Can someone answer why the number and x columns of '201105. shp' in the output of this code also become 0?

Question

Can someone answer why the number and x columns of '201105. shp' in the output of this code also become 0?

1jiangxd opened this issue a year ago · 1 comments

(Two shp files have been uploaded to my GitHub repository)
https://github.com/1jiangxd/daskgeopandasproblems

The code I used is as follows, but when checking proceed '201105. shp', only the first 2 million lines were processed, and the remaining other original content changed into 0
May I ask where the problem lies with this code?
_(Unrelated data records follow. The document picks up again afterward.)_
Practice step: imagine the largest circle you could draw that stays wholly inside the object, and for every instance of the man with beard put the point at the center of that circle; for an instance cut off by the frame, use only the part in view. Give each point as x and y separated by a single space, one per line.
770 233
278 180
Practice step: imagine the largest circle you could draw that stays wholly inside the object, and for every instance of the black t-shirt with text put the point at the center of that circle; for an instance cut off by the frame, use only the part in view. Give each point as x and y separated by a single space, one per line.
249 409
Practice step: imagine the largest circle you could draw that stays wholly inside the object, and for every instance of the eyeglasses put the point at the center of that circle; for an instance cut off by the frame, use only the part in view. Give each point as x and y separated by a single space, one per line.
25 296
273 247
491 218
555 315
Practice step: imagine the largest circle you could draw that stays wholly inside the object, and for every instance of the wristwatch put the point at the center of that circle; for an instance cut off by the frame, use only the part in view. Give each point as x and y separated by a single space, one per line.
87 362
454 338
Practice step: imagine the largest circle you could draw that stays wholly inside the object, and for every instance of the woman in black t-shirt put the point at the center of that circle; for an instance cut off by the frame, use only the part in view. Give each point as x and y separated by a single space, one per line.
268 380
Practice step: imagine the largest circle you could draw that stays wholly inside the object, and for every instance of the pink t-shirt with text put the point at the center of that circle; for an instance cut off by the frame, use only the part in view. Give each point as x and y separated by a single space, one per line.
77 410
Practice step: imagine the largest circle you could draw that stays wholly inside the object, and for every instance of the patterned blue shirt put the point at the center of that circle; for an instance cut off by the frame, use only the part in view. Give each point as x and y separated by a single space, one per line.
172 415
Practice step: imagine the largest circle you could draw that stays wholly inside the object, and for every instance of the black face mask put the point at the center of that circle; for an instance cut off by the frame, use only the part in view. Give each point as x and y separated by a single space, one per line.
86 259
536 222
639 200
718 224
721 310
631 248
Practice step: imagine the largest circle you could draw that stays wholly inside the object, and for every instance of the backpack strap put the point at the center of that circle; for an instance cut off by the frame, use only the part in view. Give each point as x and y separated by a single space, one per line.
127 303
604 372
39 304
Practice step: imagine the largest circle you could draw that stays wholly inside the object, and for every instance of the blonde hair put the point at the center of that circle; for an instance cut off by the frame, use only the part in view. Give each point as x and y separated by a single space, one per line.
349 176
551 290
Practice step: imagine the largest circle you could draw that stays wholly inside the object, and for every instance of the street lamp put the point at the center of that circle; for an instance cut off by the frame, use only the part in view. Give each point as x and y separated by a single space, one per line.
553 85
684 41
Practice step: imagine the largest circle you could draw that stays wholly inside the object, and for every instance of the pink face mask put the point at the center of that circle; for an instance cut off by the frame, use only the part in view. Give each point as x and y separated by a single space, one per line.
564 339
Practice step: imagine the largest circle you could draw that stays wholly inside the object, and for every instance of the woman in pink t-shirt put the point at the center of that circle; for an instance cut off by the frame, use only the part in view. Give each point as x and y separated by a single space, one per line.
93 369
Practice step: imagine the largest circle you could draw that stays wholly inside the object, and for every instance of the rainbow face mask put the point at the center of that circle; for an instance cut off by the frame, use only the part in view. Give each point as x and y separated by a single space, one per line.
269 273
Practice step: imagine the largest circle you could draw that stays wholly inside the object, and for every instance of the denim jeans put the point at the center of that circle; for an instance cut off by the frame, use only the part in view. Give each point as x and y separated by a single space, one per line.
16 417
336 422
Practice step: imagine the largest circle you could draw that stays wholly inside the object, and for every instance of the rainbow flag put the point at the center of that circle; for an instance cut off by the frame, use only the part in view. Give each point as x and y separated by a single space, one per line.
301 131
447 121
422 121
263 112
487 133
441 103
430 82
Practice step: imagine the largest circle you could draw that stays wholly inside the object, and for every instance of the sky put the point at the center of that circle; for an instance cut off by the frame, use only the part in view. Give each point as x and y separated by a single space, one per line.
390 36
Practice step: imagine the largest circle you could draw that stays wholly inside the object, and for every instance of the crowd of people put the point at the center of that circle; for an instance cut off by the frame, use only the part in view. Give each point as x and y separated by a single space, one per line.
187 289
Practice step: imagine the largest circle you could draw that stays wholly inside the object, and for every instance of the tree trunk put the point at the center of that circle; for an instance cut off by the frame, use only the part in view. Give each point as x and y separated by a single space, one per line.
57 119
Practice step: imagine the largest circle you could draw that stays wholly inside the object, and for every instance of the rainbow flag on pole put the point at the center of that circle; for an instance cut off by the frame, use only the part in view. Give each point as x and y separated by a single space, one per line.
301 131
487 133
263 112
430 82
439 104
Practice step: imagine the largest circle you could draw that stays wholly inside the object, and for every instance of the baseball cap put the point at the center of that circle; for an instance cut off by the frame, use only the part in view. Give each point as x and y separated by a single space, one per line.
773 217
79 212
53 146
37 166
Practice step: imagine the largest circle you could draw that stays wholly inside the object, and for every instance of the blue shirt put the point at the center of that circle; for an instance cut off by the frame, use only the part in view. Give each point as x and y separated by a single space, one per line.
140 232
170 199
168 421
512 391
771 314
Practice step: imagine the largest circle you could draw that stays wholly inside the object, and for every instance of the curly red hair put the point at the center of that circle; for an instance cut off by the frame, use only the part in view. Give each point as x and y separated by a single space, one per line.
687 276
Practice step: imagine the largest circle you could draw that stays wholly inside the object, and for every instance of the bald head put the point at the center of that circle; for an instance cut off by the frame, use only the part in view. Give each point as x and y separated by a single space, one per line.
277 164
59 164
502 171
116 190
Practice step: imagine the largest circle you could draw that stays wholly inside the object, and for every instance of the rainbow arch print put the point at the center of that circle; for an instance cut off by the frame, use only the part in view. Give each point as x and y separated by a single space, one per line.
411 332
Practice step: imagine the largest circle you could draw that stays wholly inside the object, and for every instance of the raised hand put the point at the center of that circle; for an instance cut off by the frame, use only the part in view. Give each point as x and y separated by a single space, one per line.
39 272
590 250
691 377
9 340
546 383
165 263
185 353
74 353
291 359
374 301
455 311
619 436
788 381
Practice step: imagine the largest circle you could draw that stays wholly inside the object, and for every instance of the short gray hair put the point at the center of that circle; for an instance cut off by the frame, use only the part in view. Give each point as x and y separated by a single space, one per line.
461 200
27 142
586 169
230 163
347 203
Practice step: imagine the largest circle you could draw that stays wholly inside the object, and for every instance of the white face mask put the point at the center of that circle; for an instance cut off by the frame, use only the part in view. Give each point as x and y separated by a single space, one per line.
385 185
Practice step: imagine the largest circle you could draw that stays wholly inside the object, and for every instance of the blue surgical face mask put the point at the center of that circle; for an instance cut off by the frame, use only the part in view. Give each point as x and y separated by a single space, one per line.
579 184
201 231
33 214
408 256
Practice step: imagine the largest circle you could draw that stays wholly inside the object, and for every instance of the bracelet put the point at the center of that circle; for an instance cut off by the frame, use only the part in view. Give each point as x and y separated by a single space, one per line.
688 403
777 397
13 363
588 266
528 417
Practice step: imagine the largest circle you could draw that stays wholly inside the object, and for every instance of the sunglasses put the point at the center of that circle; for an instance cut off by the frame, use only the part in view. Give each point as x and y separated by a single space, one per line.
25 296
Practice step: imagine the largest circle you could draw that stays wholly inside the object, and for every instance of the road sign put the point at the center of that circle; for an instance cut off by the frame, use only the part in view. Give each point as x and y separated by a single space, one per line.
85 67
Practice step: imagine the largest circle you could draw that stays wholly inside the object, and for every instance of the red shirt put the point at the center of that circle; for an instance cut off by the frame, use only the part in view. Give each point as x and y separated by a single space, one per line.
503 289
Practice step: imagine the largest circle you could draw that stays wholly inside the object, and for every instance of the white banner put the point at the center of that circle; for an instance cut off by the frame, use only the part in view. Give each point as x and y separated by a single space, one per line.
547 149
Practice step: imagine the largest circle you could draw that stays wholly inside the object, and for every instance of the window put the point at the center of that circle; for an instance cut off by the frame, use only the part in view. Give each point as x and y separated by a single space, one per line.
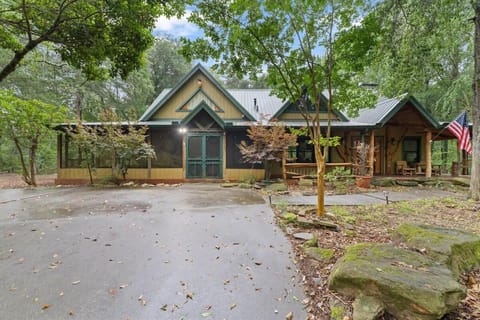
168 148
411 150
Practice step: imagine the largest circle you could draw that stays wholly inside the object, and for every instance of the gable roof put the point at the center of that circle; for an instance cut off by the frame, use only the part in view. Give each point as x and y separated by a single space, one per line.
203 106
168 93
269 106
386 108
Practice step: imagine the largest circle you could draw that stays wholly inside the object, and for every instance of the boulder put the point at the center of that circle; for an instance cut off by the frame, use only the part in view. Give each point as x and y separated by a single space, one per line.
409 284
277 187
303 236
383 182
458 249
319 254
367 308
407 183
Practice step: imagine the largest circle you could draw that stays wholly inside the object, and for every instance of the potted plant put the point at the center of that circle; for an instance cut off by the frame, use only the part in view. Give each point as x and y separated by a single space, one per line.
363 174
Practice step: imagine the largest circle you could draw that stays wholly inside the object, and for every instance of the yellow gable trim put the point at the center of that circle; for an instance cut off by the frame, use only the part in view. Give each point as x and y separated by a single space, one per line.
170 109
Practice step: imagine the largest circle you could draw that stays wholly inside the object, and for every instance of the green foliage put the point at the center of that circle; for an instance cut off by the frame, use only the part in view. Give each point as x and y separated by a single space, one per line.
337 312
299 43
337 174
27 123
100 38
268 143
125 145
426 49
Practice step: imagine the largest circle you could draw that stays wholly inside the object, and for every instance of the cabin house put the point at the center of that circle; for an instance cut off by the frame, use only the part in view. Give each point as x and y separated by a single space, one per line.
196 127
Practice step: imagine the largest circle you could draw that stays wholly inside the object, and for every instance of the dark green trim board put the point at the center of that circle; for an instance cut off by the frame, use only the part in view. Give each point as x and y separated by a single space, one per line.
203 106
179 108
198 68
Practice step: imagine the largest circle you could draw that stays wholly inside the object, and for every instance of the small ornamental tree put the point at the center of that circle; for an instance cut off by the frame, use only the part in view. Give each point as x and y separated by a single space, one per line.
268 143
125 144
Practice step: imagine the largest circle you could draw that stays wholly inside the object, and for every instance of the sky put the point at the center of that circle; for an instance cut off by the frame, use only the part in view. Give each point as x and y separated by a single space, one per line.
176 28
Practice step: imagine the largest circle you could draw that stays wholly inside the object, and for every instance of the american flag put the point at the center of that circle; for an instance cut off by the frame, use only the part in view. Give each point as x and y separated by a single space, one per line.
459 128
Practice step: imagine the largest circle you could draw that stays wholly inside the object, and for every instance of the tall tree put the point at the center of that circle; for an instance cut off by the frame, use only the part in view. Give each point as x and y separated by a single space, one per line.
307 47
427 48
26 123
166 65
98 37
475 178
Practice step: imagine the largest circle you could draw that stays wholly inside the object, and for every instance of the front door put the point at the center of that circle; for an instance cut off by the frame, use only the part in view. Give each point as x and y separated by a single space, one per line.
204 156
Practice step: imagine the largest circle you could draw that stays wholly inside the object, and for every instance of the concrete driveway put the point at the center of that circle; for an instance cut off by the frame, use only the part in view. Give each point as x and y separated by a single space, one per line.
192 252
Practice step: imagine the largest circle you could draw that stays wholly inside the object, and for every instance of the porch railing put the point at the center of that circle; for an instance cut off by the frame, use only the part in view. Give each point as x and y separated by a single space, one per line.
303 170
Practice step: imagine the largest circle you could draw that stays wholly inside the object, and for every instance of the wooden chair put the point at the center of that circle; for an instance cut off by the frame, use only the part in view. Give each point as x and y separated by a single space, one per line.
403 169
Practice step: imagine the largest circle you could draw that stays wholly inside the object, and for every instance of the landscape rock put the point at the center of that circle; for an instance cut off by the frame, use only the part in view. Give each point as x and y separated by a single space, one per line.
367 308
316 224
303 236
407 183
384 182
277 187
229 184
409 284
305 182
458 249
320 254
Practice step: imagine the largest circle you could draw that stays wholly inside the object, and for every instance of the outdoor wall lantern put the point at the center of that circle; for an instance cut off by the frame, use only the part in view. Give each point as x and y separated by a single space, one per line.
182 130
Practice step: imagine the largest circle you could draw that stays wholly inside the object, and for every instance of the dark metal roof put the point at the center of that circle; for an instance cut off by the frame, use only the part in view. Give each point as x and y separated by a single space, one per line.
260 104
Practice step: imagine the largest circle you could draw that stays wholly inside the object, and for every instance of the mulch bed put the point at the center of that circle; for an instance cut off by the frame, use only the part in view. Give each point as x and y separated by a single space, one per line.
373 224
13 180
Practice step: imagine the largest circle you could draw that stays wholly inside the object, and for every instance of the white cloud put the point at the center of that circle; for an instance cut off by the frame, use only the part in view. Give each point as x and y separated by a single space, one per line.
176 27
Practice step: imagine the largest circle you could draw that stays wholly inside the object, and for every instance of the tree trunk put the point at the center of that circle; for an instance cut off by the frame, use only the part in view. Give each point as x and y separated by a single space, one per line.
428 154
32 159
475 177
320 181
89 167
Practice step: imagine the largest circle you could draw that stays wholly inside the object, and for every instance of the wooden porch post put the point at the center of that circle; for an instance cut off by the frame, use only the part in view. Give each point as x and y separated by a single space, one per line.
428 154
371 153
149 160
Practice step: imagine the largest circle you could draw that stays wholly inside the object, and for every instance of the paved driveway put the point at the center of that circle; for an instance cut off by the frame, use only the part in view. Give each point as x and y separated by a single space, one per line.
192 252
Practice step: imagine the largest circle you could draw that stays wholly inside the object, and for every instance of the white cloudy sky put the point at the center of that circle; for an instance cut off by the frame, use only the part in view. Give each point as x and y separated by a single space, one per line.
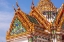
7 13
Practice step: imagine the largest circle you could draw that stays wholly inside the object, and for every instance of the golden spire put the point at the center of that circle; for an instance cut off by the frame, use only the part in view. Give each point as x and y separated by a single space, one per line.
62 6
32 6
14 8
17 3
46 5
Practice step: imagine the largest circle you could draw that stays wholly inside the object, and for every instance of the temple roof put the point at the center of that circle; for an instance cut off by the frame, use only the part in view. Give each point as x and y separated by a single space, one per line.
46 5
32 19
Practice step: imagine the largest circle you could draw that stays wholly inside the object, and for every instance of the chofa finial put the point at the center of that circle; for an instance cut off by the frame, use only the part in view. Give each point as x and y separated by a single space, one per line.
14 8
17 3
32 4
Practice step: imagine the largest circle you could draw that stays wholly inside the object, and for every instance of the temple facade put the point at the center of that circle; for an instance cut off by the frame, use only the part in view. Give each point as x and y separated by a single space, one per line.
44 23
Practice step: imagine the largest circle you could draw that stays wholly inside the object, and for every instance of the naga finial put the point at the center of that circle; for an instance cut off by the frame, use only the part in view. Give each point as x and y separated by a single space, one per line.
14 8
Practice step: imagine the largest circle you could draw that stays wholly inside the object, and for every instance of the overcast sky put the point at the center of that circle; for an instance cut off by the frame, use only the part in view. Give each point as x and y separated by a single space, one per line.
7 12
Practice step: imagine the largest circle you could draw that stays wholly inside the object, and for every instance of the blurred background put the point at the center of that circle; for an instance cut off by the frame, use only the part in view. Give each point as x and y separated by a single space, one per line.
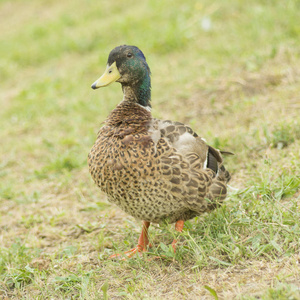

If anyone can answer, I would greatly appreciate your help

import geopandas as gpd
import time

import dask_geopandas

def process_row(row):
    outwen = r'201105.shp'
    bianjie = r'2023xian.shp'
    jiabianjie = r'E:\201105out'
    
    start_time3 = time.time()
    
    # Read input and clipped boundary shapefiles
    target_gdf = gpd.read_file(outwen)
    join_gdf = gpd.read_file(bianjie)
    
    # Switch to dask approach
    target_gdfnew = dask_geopandas.from_geopandas(target_gdf, npartitions=4)
       
    # Reproject the boundary participating in the join to match the CRS of the target geometry
    join_gdf = join_gdf.to_crs(target_gdf.crs)
    
    # Switch to dask approach
    join_gdfnew = dask_geopandas.from_geopandas(join_gdf, npartitions=4)
    
    # Use spatial join to find intersecting parts
    joined = gpd.sjoin(target_gdfnew, join_gdfnew, how='inner', predicate='intersects')
    
    # Add attributes from 'bianjie' to 'outwen'
    joined = joined.drop(columns='index_right')  # Remove redundant index column
    result = target_gdfnew.merge(joined, how='left', on=target_gdfnew.columns.to_list())
    
    # Save the result to the output boundary
    result.to_file(jiabianjie, encoding='utf-8-sig')  # Ensure the correct encoding is used
    
    end_time3 = time.time()
    execution_time3 = end_time3 - start_time3
    
    print(f"'{jiabianjie}' has added boundaries. Start time: {start_time3:.2f}, End time: {end_time3:.2f}, Execution time: {execution_time3:.2f} seconds")

process_row()

print('Finish')

Answer 1 · 2024-05-06T14:33:08.000Z

@1jiangxd apologies for the slow reply, but looking at your code, the following lines

    # Add attributes from 'bianjie' to 'outwen'
    joined = joined.drop(columns='index_right')  # Remove redundant index column
    result = target_gdfnew.merge(joined, how='left', on=target_gdfnew.columns.to_list())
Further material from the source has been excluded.